Une suspicion d’abus sexuel enflamme l’aide à l’enfance
Des fonctionnaires de la délégation générale aux solidarités du Var ont dénoncé leur manque de moyens. Le détonateur : un cas d’abus sexuel présumé dans le centre départemental de l’enfance
Sur le parvis du conseil départemental, dans l’avenue des Lices, ils sont plusieurs dizaines, hier, à être en grève, emmenés par la CGT et la CFDT. Il est 10 heures et la liste des doléances et des dénonciations des travailleurs sociaux, animateurs et autres assistantes sociales de l’Aide sociale à l’enfance (ASE) et de la Protection maternelle infantile (PMI) est longue. Mais c’est une histoire bien particulière qui a mis le feu aux poudres. Si l’on en croit le bureau du procureur de la République, le Département a dénoncé il y a trois semaines, au parquet de Toulon, un cas d’attouchement sexuel sur une fillette de 12 ans par un employé. La scène se serait déroulée au Centre départemental pour l’enfance (CDE) du Pradet. Le parquet a ordonné une enquête préliminaire confiée à la brigade des mineurs.
Pavé dans la mare
« Clairement, c’est la goutte d’eau qui a fait déborder le vase ! Et tant pis si ça jette un pavé dans la mare », explose Sophie (1), une travailleuse sociale de l’ASE de Toulon. « Il y a même une collègue qui est partie en burn-out avec cette histoire. On envisage de porter plainte contre le Département pour manquement et de faire réaliser un audit des services par un cabinet indépendant. »Àen croire Emma (1), une employée de l’aide sociale toulonnaise, «des cas de maltraitances, notamment sexuelle, il y en a dans toutes les Maisons d’enfants à caractère social (MECS). Ça peut être entre mineurs, ou bien plus rare, entre le personnel encadrant et des mineurs… » Qu’il s’agisse d’enfants dormant parfois sur des matelas à même le sol ou de petits ballotés de centres en foyers, cette maltraitance prendrait plusieurs formes. « Au CDE du Pradet, il y a des enfants qui ont été déplacés deux ou trois fois en l’espace de deux mois », continue Sophie. « Et à la Pouponnière, une partie du CDE qui s’occupe des bébés, il y a un problème de places. Ce qui fait qu’on met ces bébés dans des familles d’accueil avant de les placer à la Pouponnière… C’est de la maltraitance institutionnelle. » D’autres grévistes évoquent des décisions de placement ordonnées par la justice, mais inapplicables faute de places… Aux dires des fonctionnaires massés devant les portes du Conseil départemental, une telle « maltraitance institutionnelle » a une origine claire : l’absence d’adéquation entre l’explosion ou la complexification des cas traités et les moyens consacrés à l’enfance par les pouvoirs publics. « À Toulon, on a eu 500 mesures de placements en 2016, ce n’est pas vraiment plus que d’habitude, mais avec la baisse des subventions pour les associations ou aux pédopsychologues, le travail de terrain est beaucoup plus difficile », glisse Bernard (1), de l’ASE toulonnaise. Des fonctionnaires venant d’autres coins du département dressent le même tableau. « À Brignoles, entre 2013 et 2016, le nombre d’interventions est passé de 130 à 320, mais on est toujours 16 ! », affirme Jean-Claude (1), de l’ASE brignolaise. À La Seyne, Brigitte, seize ans de métier, souligne des « problèmes de plus en plus durs » du fait d’une société se précarisant.
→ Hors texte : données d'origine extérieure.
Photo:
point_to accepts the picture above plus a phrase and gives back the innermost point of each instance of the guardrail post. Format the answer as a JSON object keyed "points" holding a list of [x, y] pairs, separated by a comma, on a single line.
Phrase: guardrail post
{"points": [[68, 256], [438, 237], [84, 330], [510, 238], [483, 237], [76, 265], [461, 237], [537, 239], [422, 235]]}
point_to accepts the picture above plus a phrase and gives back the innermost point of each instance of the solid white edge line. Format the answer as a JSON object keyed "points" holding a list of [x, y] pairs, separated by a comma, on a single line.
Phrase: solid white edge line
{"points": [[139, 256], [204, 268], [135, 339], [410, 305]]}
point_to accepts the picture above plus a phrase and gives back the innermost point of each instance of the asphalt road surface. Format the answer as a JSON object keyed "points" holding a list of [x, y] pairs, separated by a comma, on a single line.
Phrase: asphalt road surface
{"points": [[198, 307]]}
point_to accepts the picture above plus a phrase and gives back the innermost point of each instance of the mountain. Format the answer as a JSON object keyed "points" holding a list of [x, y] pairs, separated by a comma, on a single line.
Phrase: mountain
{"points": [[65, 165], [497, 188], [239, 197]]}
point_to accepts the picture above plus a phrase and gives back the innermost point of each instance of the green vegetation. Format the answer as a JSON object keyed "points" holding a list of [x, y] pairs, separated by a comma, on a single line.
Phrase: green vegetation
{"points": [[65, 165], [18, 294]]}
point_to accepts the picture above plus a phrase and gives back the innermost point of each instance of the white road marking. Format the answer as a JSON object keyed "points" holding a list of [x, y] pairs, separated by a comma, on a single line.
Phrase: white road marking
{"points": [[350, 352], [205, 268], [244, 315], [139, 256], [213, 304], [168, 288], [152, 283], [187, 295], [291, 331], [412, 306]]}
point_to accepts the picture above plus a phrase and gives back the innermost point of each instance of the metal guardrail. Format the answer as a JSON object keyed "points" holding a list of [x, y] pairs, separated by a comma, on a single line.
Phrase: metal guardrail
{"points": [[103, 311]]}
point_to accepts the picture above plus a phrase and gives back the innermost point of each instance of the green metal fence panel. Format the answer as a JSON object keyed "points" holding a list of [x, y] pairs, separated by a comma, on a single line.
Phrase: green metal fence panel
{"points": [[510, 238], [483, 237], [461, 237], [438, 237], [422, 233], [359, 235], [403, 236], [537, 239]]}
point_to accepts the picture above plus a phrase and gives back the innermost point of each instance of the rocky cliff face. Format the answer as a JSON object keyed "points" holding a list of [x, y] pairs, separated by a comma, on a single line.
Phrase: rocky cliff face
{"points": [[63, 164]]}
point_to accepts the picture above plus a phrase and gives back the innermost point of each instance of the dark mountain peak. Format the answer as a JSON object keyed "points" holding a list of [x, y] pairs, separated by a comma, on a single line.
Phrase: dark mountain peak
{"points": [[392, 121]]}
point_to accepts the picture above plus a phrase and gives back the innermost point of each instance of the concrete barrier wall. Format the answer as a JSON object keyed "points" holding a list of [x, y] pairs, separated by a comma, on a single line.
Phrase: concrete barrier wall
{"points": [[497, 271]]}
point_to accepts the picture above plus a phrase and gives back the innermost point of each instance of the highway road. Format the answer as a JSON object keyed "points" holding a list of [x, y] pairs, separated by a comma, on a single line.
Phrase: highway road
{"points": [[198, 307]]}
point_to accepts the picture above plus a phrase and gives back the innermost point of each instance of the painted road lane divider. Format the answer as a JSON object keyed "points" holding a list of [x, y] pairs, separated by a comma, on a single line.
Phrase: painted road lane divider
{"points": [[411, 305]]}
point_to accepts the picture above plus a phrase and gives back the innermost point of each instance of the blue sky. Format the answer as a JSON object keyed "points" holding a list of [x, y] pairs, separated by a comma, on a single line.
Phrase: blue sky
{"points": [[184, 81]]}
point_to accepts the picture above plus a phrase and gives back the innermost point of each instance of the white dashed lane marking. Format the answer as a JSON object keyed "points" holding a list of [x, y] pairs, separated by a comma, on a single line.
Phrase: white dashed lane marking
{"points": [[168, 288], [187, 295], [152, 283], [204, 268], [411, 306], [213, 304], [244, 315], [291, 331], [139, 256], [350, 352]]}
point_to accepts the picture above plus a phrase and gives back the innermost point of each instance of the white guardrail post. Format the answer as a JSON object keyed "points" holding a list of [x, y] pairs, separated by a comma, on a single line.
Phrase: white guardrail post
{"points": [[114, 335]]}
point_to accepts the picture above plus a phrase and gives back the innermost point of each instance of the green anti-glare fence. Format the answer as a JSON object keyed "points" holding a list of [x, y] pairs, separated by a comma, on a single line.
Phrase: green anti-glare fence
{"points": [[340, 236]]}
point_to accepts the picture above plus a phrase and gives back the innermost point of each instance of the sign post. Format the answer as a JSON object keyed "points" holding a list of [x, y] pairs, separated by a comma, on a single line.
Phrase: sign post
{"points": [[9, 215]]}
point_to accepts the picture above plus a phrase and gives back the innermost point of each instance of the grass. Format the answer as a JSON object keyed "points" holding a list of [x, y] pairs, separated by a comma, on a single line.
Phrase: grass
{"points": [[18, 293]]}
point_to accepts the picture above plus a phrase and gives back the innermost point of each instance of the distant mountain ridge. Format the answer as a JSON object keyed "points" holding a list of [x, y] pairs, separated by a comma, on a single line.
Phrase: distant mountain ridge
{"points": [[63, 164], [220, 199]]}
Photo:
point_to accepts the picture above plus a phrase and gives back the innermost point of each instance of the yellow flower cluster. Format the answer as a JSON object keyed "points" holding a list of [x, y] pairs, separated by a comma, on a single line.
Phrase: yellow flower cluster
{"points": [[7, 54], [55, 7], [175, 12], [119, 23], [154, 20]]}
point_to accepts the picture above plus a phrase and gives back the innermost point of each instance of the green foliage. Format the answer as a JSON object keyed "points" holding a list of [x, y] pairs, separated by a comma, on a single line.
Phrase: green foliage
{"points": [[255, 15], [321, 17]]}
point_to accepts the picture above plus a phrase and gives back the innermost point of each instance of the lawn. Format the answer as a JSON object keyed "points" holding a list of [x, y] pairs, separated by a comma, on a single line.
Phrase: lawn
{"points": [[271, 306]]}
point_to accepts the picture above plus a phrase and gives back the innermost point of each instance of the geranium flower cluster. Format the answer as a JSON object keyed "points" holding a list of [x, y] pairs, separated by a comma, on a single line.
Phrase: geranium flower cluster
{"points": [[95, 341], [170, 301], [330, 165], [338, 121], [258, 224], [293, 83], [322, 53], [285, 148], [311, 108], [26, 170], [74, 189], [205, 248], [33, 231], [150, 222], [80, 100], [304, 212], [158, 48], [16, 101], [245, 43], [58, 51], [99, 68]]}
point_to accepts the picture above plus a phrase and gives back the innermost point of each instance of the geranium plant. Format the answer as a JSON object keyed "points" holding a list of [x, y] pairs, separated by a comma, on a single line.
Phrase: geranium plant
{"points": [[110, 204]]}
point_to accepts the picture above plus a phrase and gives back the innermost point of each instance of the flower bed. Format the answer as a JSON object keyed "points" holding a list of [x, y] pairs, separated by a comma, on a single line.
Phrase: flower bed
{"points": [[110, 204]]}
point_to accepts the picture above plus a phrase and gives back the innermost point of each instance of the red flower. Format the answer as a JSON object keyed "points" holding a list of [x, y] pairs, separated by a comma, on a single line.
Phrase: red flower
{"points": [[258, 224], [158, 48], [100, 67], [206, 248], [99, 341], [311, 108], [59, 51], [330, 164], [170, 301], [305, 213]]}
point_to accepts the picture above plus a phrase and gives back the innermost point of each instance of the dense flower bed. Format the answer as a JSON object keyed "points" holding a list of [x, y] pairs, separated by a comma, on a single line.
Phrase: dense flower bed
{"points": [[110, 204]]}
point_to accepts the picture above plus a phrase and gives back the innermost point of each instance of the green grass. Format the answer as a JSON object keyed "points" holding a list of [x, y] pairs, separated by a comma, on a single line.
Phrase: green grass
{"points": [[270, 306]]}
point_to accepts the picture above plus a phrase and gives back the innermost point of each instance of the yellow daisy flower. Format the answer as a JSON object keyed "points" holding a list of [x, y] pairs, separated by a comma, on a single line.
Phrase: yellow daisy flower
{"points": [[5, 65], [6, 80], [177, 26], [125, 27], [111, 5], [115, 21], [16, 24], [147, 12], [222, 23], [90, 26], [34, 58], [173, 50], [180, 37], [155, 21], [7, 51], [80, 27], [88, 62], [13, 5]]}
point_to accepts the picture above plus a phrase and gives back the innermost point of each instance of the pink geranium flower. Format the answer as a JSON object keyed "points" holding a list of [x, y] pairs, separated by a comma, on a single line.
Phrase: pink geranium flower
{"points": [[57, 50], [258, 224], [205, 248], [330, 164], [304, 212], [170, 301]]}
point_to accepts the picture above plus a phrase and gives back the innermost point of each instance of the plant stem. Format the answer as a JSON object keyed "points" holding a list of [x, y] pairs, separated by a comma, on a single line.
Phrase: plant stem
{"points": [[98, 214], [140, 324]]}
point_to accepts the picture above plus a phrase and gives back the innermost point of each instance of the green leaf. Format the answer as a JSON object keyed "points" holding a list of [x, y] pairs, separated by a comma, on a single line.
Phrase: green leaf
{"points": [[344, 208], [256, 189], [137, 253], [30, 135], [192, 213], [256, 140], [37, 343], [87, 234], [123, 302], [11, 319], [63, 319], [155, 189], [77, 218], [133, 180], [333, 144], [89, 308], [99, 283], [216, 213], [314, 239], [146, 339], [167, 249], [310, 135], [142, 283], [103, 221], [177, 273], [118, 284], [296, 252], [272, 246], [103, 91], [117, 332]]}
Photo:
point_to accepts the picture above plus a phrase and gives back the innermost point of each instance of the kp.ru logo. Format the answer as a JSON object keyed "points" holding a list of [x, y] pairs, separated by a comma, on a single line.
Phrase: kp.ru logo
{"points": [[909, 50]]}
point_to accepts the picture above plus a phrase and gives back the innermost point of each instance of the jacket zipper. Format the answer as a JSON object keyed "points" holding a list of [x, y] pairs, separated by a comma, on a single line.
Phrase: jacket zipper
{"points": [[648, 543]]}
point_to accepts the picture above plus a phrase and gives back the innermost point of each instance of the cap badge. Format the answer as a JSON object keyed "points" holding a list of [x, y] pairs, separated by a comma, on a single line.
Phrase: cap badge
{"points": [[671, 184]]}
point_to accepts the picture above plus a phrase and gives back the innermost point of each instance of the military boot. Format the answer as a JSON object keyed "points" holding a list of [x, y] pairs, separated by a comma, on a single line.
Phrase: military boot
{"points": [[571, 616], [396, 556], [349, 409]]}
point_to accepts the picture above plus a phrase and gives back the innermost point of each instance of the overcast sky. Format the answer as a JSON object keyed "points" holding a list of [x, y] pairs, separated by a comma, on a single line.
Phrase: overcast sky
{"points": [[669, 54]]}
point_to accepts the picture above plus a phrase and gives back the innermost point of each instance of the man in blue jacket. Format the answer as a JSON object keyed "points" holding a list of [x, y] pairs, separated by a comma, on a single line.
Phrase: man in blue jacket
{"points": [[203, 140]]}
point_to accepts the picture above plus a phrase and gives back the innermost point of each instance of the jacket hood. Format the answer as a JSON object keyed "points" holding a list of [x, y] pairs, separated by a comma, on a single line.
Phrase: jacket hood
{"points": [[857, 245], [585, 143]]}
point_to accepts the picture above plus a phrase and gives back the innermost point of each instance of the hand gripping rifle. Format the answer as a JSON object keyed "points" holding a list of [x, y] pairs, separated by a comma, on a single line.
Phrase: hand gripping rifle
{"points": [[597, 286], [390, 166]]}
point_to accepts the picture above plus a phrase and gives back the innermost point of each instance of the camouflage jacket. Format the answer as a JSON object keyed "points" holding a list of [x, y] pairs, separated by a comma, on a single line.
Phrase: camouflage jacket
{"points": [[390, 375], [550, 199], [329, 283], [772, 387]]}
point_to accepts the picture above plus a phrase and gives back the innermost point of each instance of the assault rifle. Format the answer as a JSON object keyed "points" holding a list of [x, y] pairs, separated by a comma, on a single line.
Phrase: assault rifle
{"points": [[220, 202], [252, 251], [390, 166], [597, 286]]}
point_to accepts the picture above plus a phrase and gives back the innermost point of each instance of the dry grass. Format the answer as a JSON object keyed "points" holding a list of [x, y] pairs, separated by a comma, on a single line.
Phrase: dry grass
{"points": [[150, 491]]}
Au niveau de l’organisation du travail, burn-out et turnover seraient le lot commun des équipes de l’ASE. «À Toulon, on est 30, mais 75 % de l’équipe ont été renouvelés en deux ans… Il y a un ras-le-bol général… », gémit Bernard.
Pas d’entrevue
Ces plaintes et revendications de quelque 200 agents grévistes – à en croire la CGT – devaient être portées aux responsables du Département à 15 h. Mais, alors que les salariés ont voulu envoyer une délégation de 35 personnes, la direction ne comptait en recevoir qu’une douzaine, afin de « permettre d’aborder sereinement les revendications des personnels ». Faute d’accord, aucune entrevue n’a eu lieu. Après un long bras de fer, elle doit finalement avoir lieu ce matin, à 9 h 30, avec une délégation du personnel de… 35 personnes. Contactés afin de répondre aux accusations de mauvaise gestion des salariés et à l’affaire de la fillette abusée sexuellement, les services du Département se sont bornés à souligner la nontenue de l’entrevue avec les grévistes et la non-communication « sur des affaires en cours auprès de la justice ». 1. Les prénoms des fonctionnaires grévistes ont été modifiés.